An Internet comment this week following a story: I am not black and never will be but sometimes I wish I wasn’t white.


You bought yourself a nice, black SUV and you want to use your prize to make a statement to the world, to declare your core values for all to see. A window sticker would be nice. Do you choose, “Give Peace a Chance,” “We Shall Overcome” or “God is Love”? No you don’t. This is your declaration. “Whoever comes at me and doesn’t kill me, better start running.” Got it, Hoss.


Emblazoned across the front of a peaked cap: My cow died so I don’t need your bull any more.


The time to look for a job is when you have a job. It is much easier to find one when you already have one. You have more confidence, because you are already working, and because you already have employment, you are not desperate. Everyone respects someone who is trying to better himself but don’t criticize your current employer in an interview even if the interviewer goads you to do so. A person out of work for a while has a harder time. He is apt to be down on himself and he will fish for reasons, when asked, why he has been unemployed.


Here is an explanation for why a dog barks at strangers at the door. When he barks at the postal carrier, the postal carrier always goes away. So, he figures all his barking has paid off. He expects it will do the same with other intruders and is often disappointed when they stay instead of leaving right away like the well-trained postal carrier does.


Seen in a Toronto newspaper’s “morning smile”: Trying to keep an affair quiet in a small town is like trying to sneak the dawn past a rooster.


Licence plate seen on a pickup truck in a Stratford parking lot one day: FLASHER


From a friend: A man full of fear is like an angry wolf, chasing all creatures great and small away from him if they venture too near. A man full of love is like a big shade tree on a hot summer’s day. Everyone crowds around him for shelter from the elements.


This isn’t mine but it bears repeating. It’s one of the truest things I know: If you want to get something done, ask a busy person.


On any normal day, I would rather have my fingernails extracted by a rusty pliers than to eat my supper outside. But this is exactly what I end up doing several times a summer to the delight of the 50,000 bugs that live in our backyard.
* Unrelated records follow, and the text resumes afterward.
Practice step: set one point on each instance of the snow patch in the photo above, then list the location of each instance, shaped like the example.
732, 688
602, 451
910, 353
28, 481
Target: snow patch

As I walked down the street in front of my home one sunny afternoon this winter with a hammer and roll of toilet paper in one hand, a can of pop in the other and the toque my wife made me pulled down over my ears, it came to me that I have everything I need in life.


Strange (and gruesome) thing. Random squirrel tails lying on sidewalks in our neighbourhood. Finally an explanation. There are lots of hungry raccoons around and this is breeding season. They are dining on the squirrels – a neighbour saw one chowing down – but they don’t like the tails.
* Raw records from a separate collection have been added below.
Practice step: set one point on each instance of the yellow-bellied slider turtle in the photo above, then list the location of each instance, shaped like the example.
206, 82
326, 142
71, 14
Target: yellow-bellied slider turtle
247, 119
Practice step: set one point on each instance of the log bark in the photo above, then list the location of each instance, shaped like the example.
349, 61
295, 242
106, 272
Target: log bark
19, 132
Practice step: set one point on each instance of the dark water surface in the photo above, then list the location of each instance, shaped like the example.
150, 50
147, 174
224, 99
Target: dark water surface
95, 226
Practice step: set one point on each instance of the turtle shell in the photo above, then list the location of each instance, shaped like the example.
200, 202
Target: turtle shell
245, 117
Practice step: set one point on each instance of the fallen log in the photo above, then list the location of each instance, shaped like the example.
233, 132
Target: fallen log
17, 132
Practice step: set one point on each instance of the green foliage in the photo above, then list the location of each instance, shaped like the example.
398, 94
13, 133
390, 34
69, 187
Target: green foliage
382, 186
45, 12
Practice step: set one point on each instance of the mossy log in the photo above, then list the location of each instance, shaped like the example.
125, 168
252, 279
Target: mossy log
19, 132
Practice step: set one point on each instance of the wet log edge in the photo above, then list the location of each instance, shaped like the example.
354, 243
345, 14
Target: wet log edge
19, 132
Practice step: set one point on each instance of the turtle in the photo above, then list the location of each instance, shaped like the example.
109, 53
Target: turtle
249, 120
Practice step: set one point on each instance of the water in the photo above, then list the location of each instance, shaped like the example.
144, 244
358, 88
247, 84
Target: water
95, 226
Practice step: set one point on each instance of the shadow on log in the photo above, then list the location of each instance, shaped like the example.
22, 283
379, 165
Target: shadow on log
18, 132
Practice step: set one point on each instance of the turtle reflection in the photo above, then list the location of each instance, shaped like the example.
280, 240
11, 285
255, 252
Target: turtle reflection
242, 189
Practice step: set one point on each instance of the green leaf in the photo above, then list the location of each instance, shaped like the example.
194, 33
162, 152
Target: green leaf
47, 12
It has been said that if you are in a long-term romantic relationship and it ends, you will marry the very next person you date.


I like it when people think. I don’t much care what they think about as long as they think for themselves. Whoever came up with this was thinking. Local waste disposal company which uses those big green dumpsters: Bin There. Dump That. My morning chuckle when I saw that.


I phoned my sister in another city one recent night and when she answered I said, “OK, first off. We are not going to talk for two hours tonight.” She agreed that we wouldn’t do that. So we talked for three hours.


I was driving along in the pouring rain the other day, adjusting my wipers as I went, and I thought about the days when there were four or five settings for our gear shifts and only one for our wipers. Now there is one setting we usually use for our transmission – automatic in Drive – and multiple settings for the wipers.


The world is coming to an end. I am just now listening to a country music song and it has broken out into rap half way through. Funny thing is, it sounds pretty good, but come on!


My old friend Jack Sass used to tell this one on himself so if he was still here, I don’t think he’d mind me telling it. He used to say to people, “Hey, whenever you’re in town don’t forget to look up Jack Sass.”


I used to teach at a community college with an instructor who had this on his blackboard: The beatings will continue until morale improves. Part of the humour in it was that he is the kind of guy who wouldn’t beat an egg, let alone a student – and everybody knew it.


My doctor examined me and said I had the body of an 18-year-old. An 18-year-old dog.


I chuckled when I read this the other day. “My friend Bill doesn’t know the meaning of the word surrender. Then again, Bill doesn’t know the meaning of most words.”


I saw a book in a second-hand store the other day with this unusual title: John Dies at the End. It is a comic horror story. The author’s second effort is called The Book is Full of Spiders. Very clever.


Heard during euchre: Better to be hung for a sheep than a lamb.